What I am fairly confident in is the qualitative finding, because it shows up cleanly against the right control: turning a protein model’s internal state into English preserves what kind of protein it is and blurs which protein it is. That is a real and, to me, slightly poetic property of natural language as an interpretability tool, and it is the kind of thing I wanted to be able to take from one field and test in another.

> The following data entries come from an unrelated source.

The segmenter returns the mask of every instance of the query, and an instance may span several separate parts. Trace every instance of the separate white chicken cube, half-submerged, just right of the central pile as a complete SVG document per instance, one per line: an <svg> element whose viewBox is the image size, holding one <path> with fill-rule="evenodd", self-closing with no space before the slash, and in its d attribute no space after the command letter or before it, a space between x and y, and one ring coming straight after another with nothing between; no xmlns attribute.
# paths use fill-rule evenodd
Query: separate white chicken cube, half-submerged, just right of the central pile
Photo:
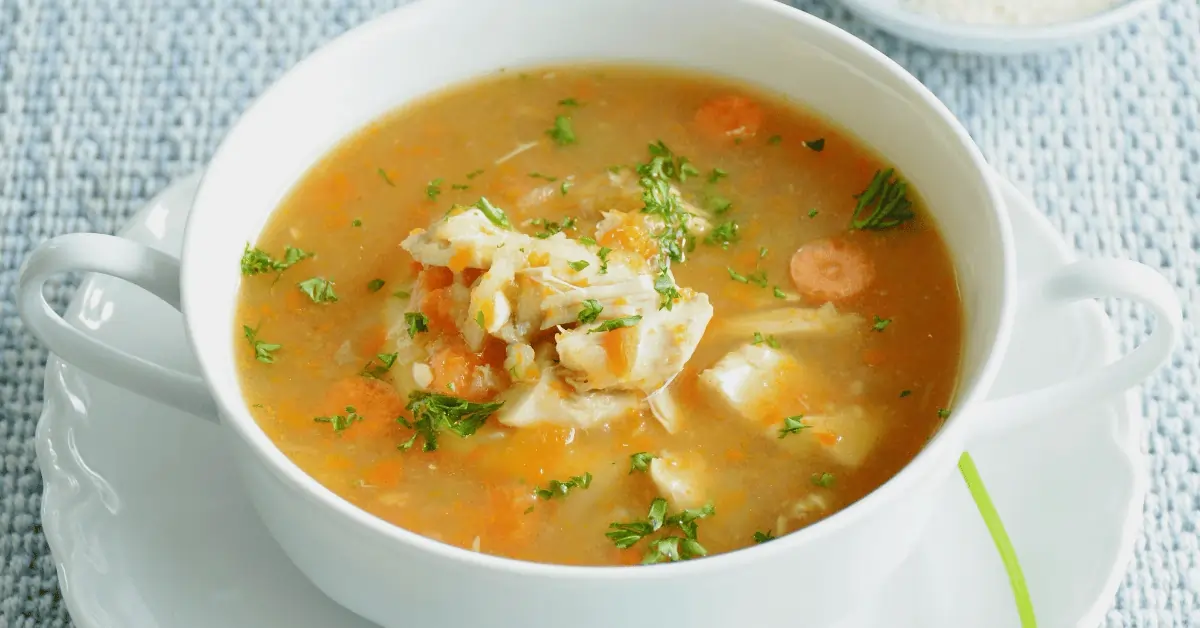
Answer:
<svg viewBox="0 0 1200 628"><path fill-rule="evenodd" d="M799 364L791 355L766 345L748 343L702 371L700 381L744 419L761 423L775 411L791 409L778 407L779 395L787 390L788 383L796 384L798 371Z"/></svg>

The structure behind the words

The first verbalization above, and the hero for this post, is that bacterial 50S ribosomal protein L30. Since I had ESMC loaded anyway, I folded it.

Loading 3D structure…
50S ribosomal protein L30 from Streptococcus agalactiae (Q3K3V1), ESMFold2 single-sequence · avg pLDDT ≈ 78, pTM ≈ 0.67 Drag to rotate · pinch or scroll to zoom · colored by OpenFold 3 pLDDT on the AlphaFold confidence scale (blue high, orange low)

It comes back as the compact alpha/beta fold the verbalization described, at moderate confidence. Small single-domain proteins like this land in the middle: better than the beta-barrel that defeated it in the deep dive, short of the near-crystal accuracy it reached on myoglobin. The same lesson at medium volume, how well the model folds a protein alone tracks how much it could lean on local structure instead of long-range pairing it never got an MSA for.

Wrap

This started as a question about whether a method built for a chatbot would say anything about a protein model. It does. A sentence holds the shape of ESMC’s representation but not its fingerprint. I would like to push it further some time, with a verbalizer actually trained for reconstruction and a target taken at the SAE’s own layer rather than the final one. For now I am happy to have a small, honest result that is mine.